----- Original Message -----
Sent: Tuesday, January 04, 2005 3:48 PM
Subject: OFF TOPIC Annoying recursive hypothesis!

Harry Veeder wrote:

Personally I do not feel life BEGINS by chance, although the
subsequent evolution is plausibly Darwinian.
Perhaps an E.T. (not necessarily God) has been
'guiding' the evolution of life on this planet.

I find this hypothesis intensely annoying! It does not solve the problem; it merely removes it from our planet to some other planet. If ET #1 guided our evolution, do we assume that some other ET (#2) was there to guide ET #1, and did #3 guide #2? It is an infinite recursion. At some point, an intelligent species must have arisen from purely natural causes without intervention by any other species. Since it had to happen at least once, why shouldn't we assume it happened again on earth?
 
In the entire book "Origin of the Species", Darwin never once touched the subject of origin of the species.  I read it cover to cover and it isn't there!  I consider all the "evidence" I have ever  seen for evolution to be somewhere between laughable and pathetic.  Yet, you are right.  Somewhere down the line of "creators", someone got evolved, most likely at someplace outside this universe.
This leads us to THE MOTHER OF ALL PARADOXES.  (PARADOXI)?
 
How can an entity, who is simple enough to evolve, create another entity that is too complex to evolve?
 
By how many orders of magnitude are todays human technologists short of producing an electro/bio/mechanical creation that is more complex than the human body itself, and does anyone think we could ultimately do it?  A Star Trek type Data would probably qualify.


The hypothesis is also annoying because it is not falsifiable.

Regarding the Darwin quote: Yes he said that, but it has not been demonstrated that any organ exists which could not have been formed by numerous successive, slight modifications. Indeed, every organ I know of still has numerous existing successive slight modifications remaining in primitive species, including eyes, an example Darwin cited. Primitive eyes that can only sense the direction of light are way better than no eyes at all.
 
When you have eyes that can't quite see and wings that can't quite fly, what evolutionary force can bring these useless structures to completion?  A winged but flightless animal that is in all other respects similar to its relatives would be at a distinct disadvantage when competing for existance as he drags these encumbering growths through life.  Natural selection would eliminate this creature before he could pass on the somehow improved genetic traits that would form a flyable offspring.  And, where would this freak find a suitable mate that would amplify the trait by allowing the improved wing gene to dominate?

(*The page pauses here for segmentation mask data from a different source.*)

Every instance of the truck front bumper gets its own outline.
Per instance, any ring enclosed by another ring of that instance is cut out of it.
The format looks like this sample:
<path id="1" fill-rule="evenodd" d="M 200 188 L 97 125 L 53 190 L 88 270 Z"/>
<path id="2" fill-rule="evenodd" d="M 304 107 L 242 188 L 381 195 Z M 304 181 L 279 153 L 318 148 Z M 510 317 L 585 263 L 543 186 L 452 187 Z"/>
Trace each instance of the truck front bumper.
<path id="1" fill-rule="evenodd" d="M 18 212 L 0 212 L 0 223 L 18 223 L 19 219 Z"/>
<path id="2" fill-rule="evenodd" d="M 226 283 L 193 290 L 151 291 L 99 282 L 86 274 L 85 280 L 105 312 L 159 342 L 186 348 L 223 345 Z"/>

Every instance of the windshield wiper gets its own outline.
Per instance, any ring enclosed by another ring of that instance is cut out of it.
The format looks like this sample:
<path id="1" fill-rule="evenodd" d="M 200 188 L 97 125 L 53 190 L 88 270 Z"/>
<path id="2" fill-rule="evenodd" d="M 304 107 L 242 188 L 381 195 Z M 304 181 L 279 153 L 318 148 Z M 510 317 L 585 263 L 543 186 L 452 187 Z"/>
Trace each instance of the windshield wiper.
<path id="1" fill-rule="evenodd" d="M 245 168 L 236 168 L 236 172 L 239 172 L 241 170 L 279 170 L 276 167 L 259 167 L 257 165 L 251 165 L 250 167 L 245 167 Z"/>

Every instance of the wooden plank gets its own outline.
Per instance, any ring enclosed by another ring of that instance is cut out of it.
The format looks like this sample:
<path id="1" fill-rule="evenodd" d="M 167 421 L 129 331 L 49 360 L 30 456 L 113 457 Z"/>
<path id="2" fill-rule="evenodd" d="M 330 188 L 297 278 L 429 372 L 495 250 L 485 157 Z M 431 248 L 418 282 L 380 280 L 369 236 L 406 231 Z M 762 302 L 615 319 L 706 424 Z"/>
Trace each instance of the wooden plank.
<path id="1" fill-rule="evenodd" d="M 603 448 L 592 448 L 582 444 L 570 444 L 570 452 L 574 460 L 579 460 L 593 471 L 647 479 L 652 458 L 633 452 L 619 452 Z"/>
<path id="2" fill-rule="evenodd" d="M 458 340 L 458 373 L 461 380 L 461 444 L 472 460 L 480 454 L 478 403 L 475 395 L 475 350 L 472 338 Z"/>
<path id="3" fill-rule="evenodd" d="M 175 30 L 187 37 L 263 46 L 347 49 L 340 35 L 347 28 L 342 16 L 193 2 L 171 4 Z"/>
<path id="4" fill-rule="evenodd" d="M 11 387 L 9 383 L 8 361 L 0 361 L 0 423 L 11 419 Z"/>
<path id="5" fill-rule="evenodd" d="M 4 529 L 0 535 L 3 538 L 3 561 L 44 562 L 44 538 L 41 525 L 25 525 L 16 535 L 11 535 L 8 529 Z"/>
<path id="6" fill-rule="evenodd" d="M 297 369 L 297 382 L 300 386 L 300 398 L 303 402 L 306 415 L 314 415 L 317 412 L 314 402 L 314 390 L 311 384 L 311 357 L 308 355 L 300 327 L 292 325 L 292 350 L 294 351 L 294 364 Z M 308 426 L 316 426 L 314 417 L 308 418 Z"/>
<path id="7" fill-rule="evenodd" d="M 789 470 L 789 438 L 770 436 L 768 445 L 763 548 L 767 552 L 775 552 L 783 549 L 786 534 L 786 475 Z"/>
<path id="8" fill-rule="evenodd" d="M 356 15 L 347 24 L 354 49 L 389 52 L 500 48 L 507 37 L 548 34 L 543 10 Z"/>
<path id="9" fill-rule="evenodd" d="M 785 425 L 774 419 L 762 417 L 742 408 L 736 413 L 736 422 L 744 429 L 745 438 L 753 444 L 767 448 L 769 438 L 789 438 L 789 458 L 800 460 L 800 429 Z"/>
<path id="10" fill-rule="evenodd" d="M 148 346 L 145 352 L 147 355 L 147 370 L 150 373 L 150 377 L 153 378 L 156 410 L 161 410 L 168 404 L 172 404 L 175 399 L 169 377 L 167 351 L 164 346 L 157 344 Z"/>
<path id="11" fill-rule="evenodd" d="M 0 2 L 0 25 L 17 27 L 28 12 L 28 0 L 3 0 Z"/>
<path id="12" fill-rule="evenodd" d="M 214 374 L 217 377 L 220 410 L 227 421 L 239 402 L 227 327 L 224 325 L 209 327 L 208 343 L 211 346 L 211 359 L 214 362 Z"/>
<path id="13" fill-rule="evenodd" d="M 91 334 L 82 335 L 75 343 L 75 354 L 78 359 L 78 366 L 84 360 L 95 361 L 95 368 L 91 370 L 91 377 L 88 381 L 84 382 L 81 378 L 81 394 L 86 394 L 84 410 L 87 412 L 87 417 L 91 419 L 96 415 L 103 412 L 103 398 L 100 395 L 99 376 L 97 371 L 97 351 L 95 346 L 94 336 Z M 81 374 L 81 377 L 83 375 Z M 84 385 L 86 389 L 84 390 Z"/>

Plus, anyone who thinks evolution is slow (or it does not exist) should learn about the growing crisis in antibiotic resistant diseases.
 
Your talking about adaptation variation or "mircoevolution".  I have no problem believing that.  We see it all the time.  With time money and education anyone can produce a new type of dog.  But, when you are finished it is still a dog!  You can't breed it to become a cat.
 
This illustrates why ignorance is dangerous. We are frittering away the most potent drugs ever invented, mainly using them to keep the cost of meat low in the US. If this continues for a few more generations we will be back to the world as it was before 1940, when ordinary diseases often killed people of all ages. We have already thrown way the opportunity to eliminate tuberculosis, one of the most virulent diseases.